The Flannelettes review – Motown hits and mining pits in Yorkshire tragedy

The Flannelettes
Pop with pop … Geoff Leesley, Emma Hook, Suzan Sylvester and Celia Robertson in The Flannelettes. Photograph: Tristram Kenton for the Guardian

Richard Cameron’s theatrical territory is south Yorkshire and it’s yielded a fine crop of plays, of which The Glee Club remains a personal favourite. Now Cameron is back on home soil with a play that records fractured lives in a former pit village with a painful honesty, and which is well directed by Mike Bradwell.
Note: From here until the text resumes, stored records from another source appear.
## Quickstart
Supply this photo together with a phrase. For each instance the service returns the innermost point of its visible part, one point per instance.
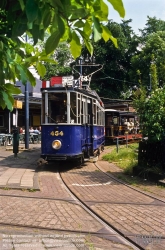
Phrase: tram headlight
(56, 144)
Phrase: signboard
(17, 104)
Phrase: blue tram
(73, 121)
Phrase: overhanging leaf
(75, 45)
(107, 35)
(118, 6)
(52, 42)
(31, 10)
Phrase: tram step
(161, 182)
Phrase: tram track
(129, 239)
(122, 237)
(89, 203)
(127, 185)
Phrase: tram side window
(94, 113)
(89, 111)
(79, 108)
(57, 111)
(73, 111)
(43, 109)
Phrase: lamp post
(150, 81)
(27, 112)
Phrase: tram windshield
(54, 107)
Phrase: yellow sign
(17, 104)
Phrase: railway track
(112, 213)
(94, 191)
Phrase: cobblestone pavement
(44, 217)
(133, 213)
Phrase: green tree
(63, 58)
(154, 47)
(114, 78)
(151, 111)
(72, 21)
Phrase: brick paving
(136, 215)
(49, 206)
(129, 211)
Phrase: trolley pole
(27, 112)
(117, 145)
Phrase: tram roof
(121, 113)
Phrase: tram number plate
(57, 133)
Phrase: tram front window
(57, 108)
(73, 114)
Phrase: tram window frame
(89, 111)
(1, 121)
(83, 109)
(78, 108)
(57, 114)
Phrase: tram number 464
(57, 133)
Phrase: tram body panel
(69, 136)
(72, 123)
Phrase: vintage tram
(73, 120)
(122, 125)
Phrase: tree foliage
(151, 111)
(73, 21)
(114, 77)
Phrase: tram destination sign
(17, 104)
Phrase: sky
(138, 10)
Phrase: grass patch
(126, 157)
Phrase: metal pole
(150, 81)
(27, 111)
(117, 145)
(26, 116)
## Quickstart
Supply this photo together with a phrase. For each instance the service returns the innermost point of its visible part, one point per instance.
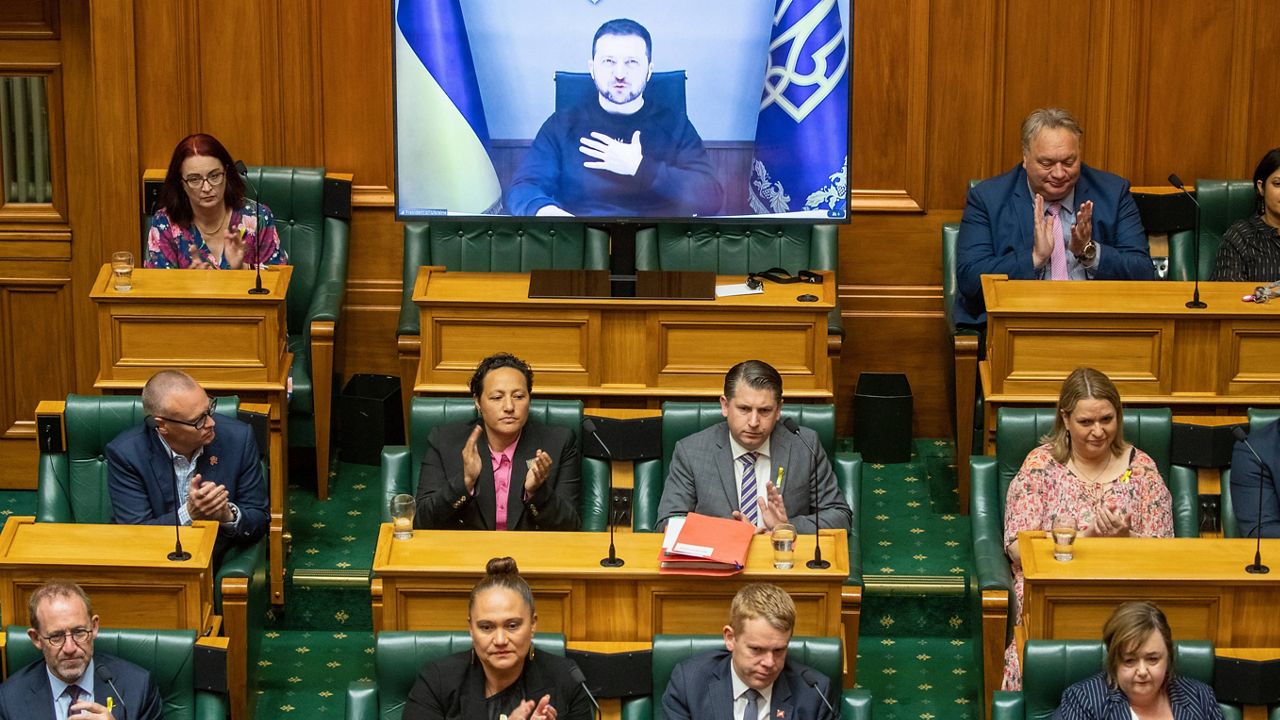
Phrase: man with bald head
(186, 459)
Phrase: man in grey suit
(750, 469)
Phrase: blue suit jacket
(702, 688)
(28, 696)
(1248, 479)
(996, 235)
(140, 477)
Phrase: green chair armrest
(1008, 706)
(1184, 487)
(855, 705)
(397, 475)
(635, 709)
(988, 532)
(362, 701)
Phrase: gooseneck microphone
(612, 560)
(1194, 302)
(817, 563)
(1264, 470)
(257, 229)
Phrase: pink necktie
(1057, 261)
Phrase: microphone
(576, 674)
(612, 560)
(817, 563)
(810, 679)
(1194, 302)
(257, 224)
(1257, 568)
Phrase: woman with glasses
(204, 220)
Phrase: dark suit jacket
(452, 687)
(996, 235)
(141, 482)
(28, 696)
(702, 479)
(1248, 479)
(443, 501)
(702, 688)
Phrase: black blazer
(28, 696)
(452, 687)
(443, 501)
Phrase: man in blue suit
(71, 682)
(182, 461)
(752, 678)
(1052, 217)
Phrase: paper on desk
(736, 288)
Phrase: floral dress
(1045, 487)
(173, 246)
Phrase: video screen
(622, 110)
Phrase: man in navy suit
(1052, 217)
(71, 682)
(184, 461)
(752, 678)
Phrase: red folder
(708, 546)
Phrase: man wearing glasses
(71, 683)
(183, 459)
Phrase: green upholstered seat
(316, 245)
(1221, 204)
(401, 463)
(168, 655)
(821, 654)
(1051, 666)
(397, 659)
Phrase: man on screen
(617, 154)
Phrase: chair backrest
(426, 413)
(1223, 201)
(664, 89)
(168, 655)
(1051, 666)
(73, 484)
(821, 654)
(736, 250)
(400, 655)
(496, 247)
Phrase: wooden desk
(424, 584)
(205, 323)
(1214, 361)
(616, 351)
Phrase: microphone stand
(1194, 302)
(612, 560)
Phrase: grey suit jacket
(702, 479)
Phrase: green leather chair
(821, 654)
(1221, 204)
(1051, 666)
(397, 659)
(168, 655)
(72, 488)
(1230, 525)
(316, 245)
(513, 246)
(401, 463)
(1018, 432)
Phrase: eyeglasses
(214, 180)
(58, 639)
(199, 423)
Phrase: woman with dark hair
(1139, 679)
(202, 219)
(1086, 472)
(502, 470)
(502, 675)
(1251, 246)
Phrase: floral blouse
(173, 246)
Cameron’s focus is on Delie, who spearheads the Flannelettes, a Motown tribute band, and who has lately won a civic trophy for her conscientious litter-clearing. But when Delie comes to stay with her auntie Brenda at the latter’s refuge for abused women, we realise all is not what it seems. Delie, described by her aunt as “22 going on 12”, falls prey to the local culture of ruthless sexual exploitation. Like her friend Roma, Delie dreams of a better world, but has small hope of achieving it in a ravaged community fuelled by drugs, torn by violence and dominated by men who are at worst cruel and at best ineffectual.
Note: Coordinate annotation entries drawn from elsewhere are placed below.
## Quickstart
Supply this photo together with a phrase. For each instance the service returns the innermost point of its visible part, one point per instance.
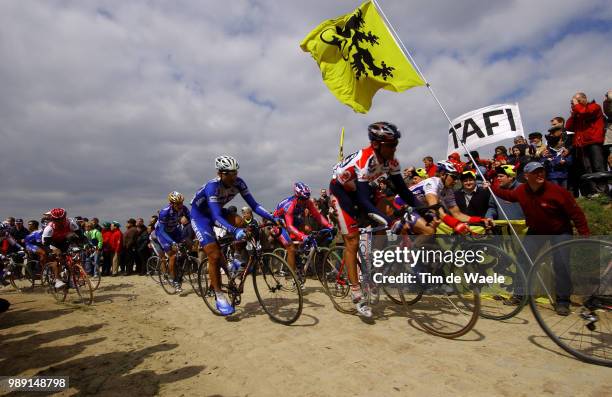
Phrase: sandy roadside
(136, 340)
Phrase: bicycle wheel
(334, 277)
(446, 309)
(166, 278)
(277, 289)
(21, 277)
(58, 293)
(207, 291)
(280, 252)
(153, 268)
(191, 271)
(79, 280)
(400, 291)
(96, 278)
(586, 332)
(501, 298)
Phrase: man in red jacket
(587, 122)
(549, 212)
(107, 249)
(115, 242)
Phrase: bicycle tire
(334, 277)
(191, 270)
(96, 278)
(496, 297)
(207, 292)
(272, 275)
(443, 311)
(58, 293)
(165, 278)
(543, 309)
(153, 268)
(399, 294)
(81, 284)
(21, 277)
(280, 252)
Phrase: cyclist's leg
(349, 228)
(285, 239)
(203, 229)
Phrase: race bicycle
(276, 285)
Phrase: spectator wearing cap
(96, 224)
(455, 158)
(107, 248)
(506, 179)
(430, 167)
(607, 109)
(501, 155)
(535, 140)
(519, 158)
(19, 231)
(550, 212)
(128, 257)
(587, 122)
(323, 203)
(482, 163)
(471, 199)
(556, 160)
(94, 236)
(10, 224)
(116, 240)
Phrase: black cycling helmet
(382, 131)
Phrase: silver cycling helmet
(226, 163)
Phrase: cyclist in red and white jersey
(439, 190)
(351, 194)
(56, 235)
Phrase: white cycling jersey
(434, 185)
(363, 166)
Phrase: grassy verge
(599, 215)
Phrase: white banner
(485, 126)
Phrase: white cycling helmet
(226, 163)
(446, 167)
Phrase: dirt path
(136, 340)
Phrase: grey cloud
(106, 106)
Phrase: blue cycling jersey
(170, 219)
(34, 238)
(211, 198)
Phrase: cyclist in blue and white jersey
(207, 211)
(168, 232)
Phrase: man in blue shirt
(207, 211)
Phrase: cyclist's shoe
(562, 309)
(223, 306)
(361, 304)
(514, 300)
(363, 309)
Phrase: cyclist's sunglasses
(390, 144)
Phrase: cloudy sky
(106, 106)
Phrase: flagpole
(398, 40)
(341, 151)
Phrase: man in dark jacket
(129, 247)
(471, 199)
(549, 211)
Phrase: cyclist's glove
(240, 234)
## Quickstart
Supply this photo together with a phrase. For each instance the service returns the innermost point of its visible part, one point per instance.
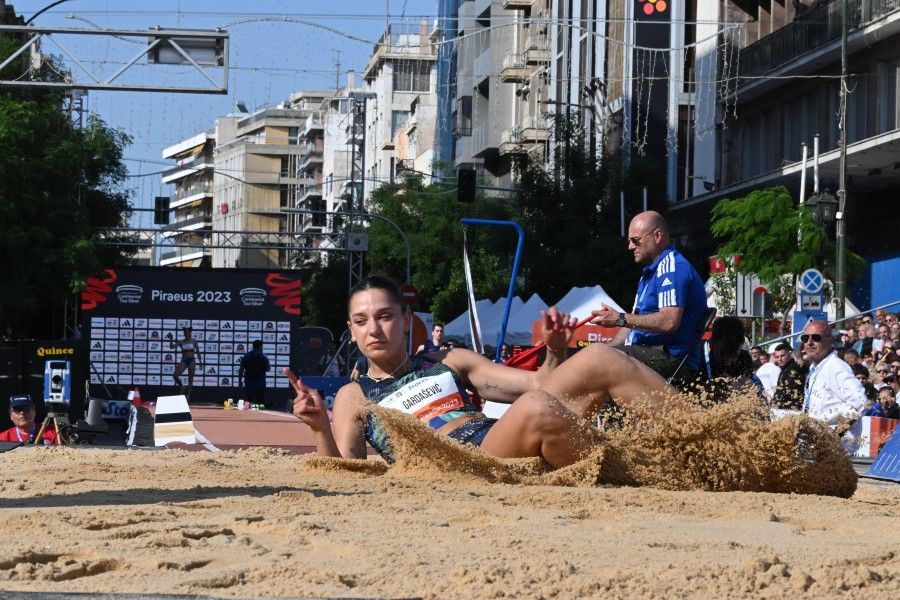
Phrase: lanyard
(807, 389)
(638, 300)
(19, 435)
(706, 359)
I wish Cameron had made it clearer whether he felt economic decline was the cause of the community’s brutality or simply that brutality’s context. But the play gives a chilling portrait of the tragic decline of South Yorkshire’s mining towns and villages. The social bleakness is offset by the use of 60s pop hits, which vibrate with romantic optimism, and by a string of strong performances. Emma Hook touchingly endows the victimised Delie with a natural resilience, Suzan Sylvester captures her aunt’s tough-minded independence and Geoff Leesley, as the local pawnbroker, who dons a dress to appear as a back-up singer with Delie’s group, neatly hints at the impotence of the well-intentioned in an oppressively chauvinist society.